Is the market setting up for another period of high volatility?
Let’s take a look at three price-based volatility indicators and see what they suggest about the current S&P 500.
The chart above shows the Daily S&P 500 with the following price-based volatility indicators:
ATR (Average True Range) which measures the daily high-low range,
Bollinger Band Width which measures the distance between the top and bottom standard Bollinger Band,
Sigma Bands which graphically show four standard deviations above and beneath the 20 period average (‘extra’ Bollinger Bands).
For reference, the current Daily ATR value is 14.41 which is on an up-swing from the 9.46 level last seen on August 23.
I highlighted prior periods of low ATR values, ALL of which had one more burst of upside action before a short-term reversal (lower) occurred.
That’s likely what we’re seeing currently – another upswing in price ahead of a potential sell-off phase (deeper retracement).
The Bollinger Band Width indicator registers at 49.08 which also is up from the August 23 low of 21.64.
Keep in mind this simply shows the distance between the upper and lower Bollinger Band indicator (two standard deviations above the 20 day average).

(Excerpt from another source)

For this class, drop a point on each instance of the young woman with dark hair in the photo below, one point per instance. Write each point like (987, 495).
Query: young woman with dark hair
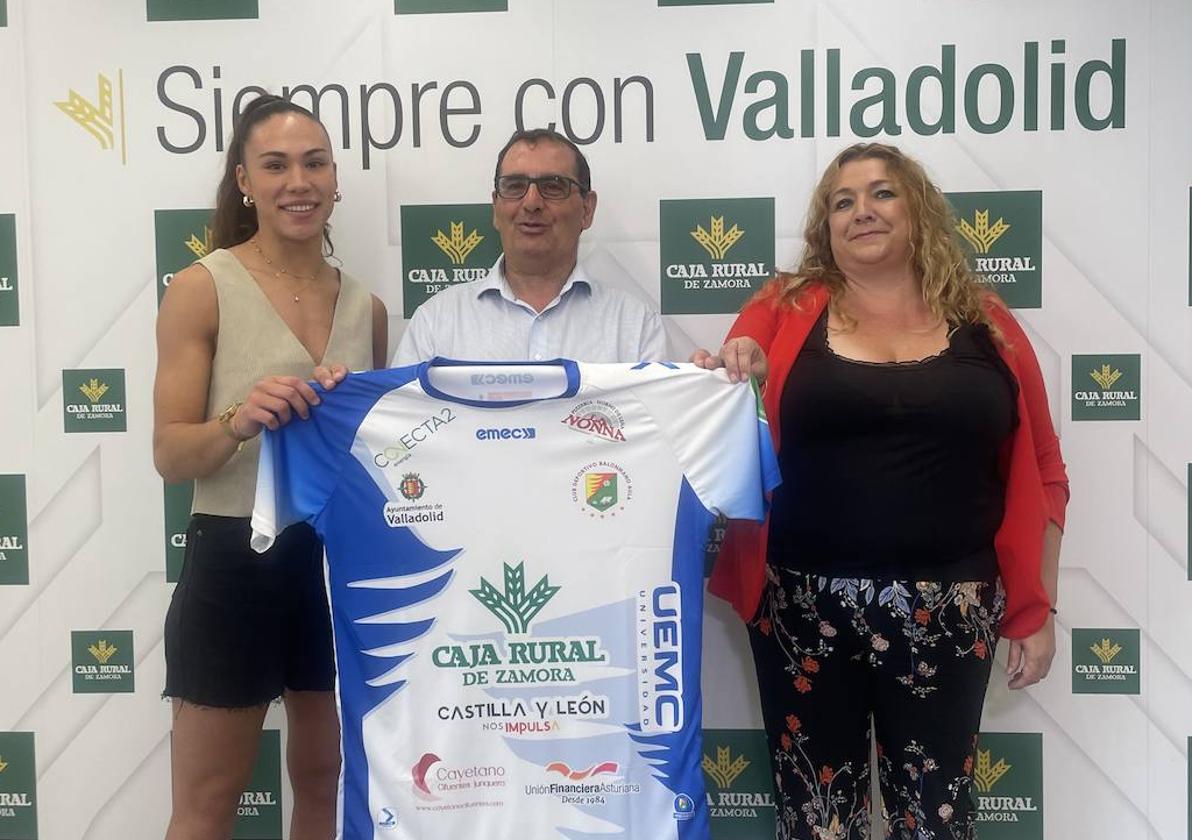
(238, 335)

The BB-Width Indicator tends to be a little more stable than the more popular ATR indicator as seen from the historical range.
Finally, the Sigma Band indicator simply plots more Bollinger Bands; it adds all four standard deviation bands above and beneath the average (not just two standard deviations above and beneath).
According to the Volatility Principle, price tends to alternate between periods of high and low volatility – compressions or low-volatile periods tend to give way to future price expansions/breakouts.
You can see the historical development and the outcome of each of prior low and high volatility periods in the chart above.
The pattern seems to be that periods of low volatility (price compression/consolidation) tend to lead to one final ‘burst’ higher (January 2010; January 2011; March 2012; and now September 2012) ahead of a marginal retracement or decline in prices (the red periods on the chart).
If history does repeat, then we may see at least a marginal price weakness/decline in the near future.